# New wallet



## casey97 (Jun 23, 2012)

I am about to purchase a new wallet. What have you found useful or what recommendations do you have?


----------



## CrackbottomLouis (May 20, 2012)

Money to keep in it. Just to be a smart a$$.

Really I dont know what you asking. A prepper wallet suggestion? I guess you could make one out of 550 cord or something . What to keep in it? A razor blade, identifying info, extra cash for emergencies, handcuff key, p38 can opener, wallet sized hard copies of pornographic images in case your smart phone dies, etc. A nice wallet suggestion? Buy something cheap and spend extra money on preps.


----------



## Justaguy987 (Mar 2, 2013)

I thought I was being stupid when I put a p38 in my wallet......until I pulled it out and used it!


----------



## CulexPipiens (Nov 17, 2010)

Depends on how you carry it, what you put in it, etc.
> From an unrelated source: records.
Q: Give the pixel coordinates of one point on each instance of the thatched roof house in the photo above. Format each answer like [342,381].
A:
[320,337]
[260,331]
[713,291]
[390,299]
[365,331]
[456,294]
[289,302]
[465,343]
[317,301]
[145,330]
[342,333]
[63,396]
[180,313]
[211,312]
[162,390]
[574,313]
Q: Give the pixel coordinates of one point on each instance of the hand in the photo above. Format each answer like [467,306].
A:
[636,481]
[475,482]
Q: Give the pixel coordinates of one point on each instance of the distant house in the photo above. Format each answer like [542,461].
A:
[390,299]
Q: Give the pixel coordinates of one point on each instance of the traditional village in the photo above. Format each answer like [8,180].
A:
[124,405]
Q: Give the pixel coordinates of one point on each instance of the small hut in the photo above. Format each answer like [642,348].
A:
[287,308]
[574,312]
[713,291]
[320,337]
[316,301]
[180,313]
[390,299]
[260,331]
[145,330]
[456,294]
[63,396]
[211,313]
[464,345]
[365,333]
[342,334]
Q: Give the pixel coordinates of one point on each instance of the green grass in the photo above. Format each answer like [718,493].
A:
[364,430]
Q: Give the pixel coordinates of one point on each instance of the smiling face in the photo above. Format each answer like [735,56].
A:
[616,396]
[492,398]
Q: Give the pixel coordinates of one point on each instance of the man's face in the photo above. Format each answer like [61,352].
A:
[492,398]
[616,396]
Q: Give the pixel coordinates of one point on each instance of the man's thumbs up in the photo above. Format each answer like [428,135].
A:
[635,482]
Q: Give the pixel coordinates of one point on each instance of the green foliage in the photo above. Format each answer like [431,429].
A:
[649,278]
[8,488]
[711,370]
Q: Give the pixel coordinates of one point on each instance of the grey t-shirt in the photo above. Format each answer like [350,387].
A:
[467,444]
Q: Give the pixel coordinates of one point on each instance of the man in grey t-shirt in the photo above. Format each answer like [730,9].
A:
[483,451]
I've had wallets for decades now that I've carried rear pocket. To be blunt, I got tired of lump under my a$$. An internet friend of my wife is a custom leather worker and I contacted her and discussed a front pocket style that is just big enough for a half dozen cards (ID, gun card, insurance, credit, etc.) on one side and bills folded in half on the other side. She made it to my specs and I've been carrying it now for 4+ years and it still looks new... although feels very well broken in. Fantastic craftsmanship. Unfortunately she's put her leather working business on hold for awhile and isn't doing custom work at this time either (or I'd be putting in a promo for her here). I think I remember paying about $55 including shipping for it. Worth every penny.

So, figure out where you're carrying it. (Rear, Front, Jacket, etc.)

What is going to be kept in it... If you normally carry $500 in 20's or $40 in 20's that a substantially different amount of content. Plan on a little more than expected (you know for when we all have to carry the national ID card... ).

Once you have that in mind either look around for one that fits or consider getting it custom made.


----------



## HardCider (Dec 13, 2013)

Make sure it's not camoflaged


----------



## labotomi (Feb 14, 2010)

CulexPipiens said:


> I've had wallets for decades now that I've carried rear pocket. To be blunt, I got tired of lump under my a$$.


I had the same issues and ended up buying one of those "magic flip wallets" (that's the only name I know). It has 3 slots for cards/IDs on each side and elastic straps to hold money or whatever down on both inside surfaces.


----------



## GrinnanBarrett (Aug 31, 2012)

Buy one you can stow in your front pocket. This is for several reasons. One it helps you back not having something on your hip as you sit. Secondly it is very difficult for pickpockets to take a wallet out of your front pocket without you being felt up. You may also want to consider a wallet with a liner that keeps your credit cards from being scanned by someone. Big thing is be comfortable. GB


----------



## Sentry18 (Aug 5, 2012)

I use a Mexpedition Spartan. First because it's a really good wallet. Second because it came free with a bag I purchased. I've been carrying it for about two years and it still looks like new.

http://www.maxpedition.com/store/pc/SPARTAN-WALLET-p464.htm


----------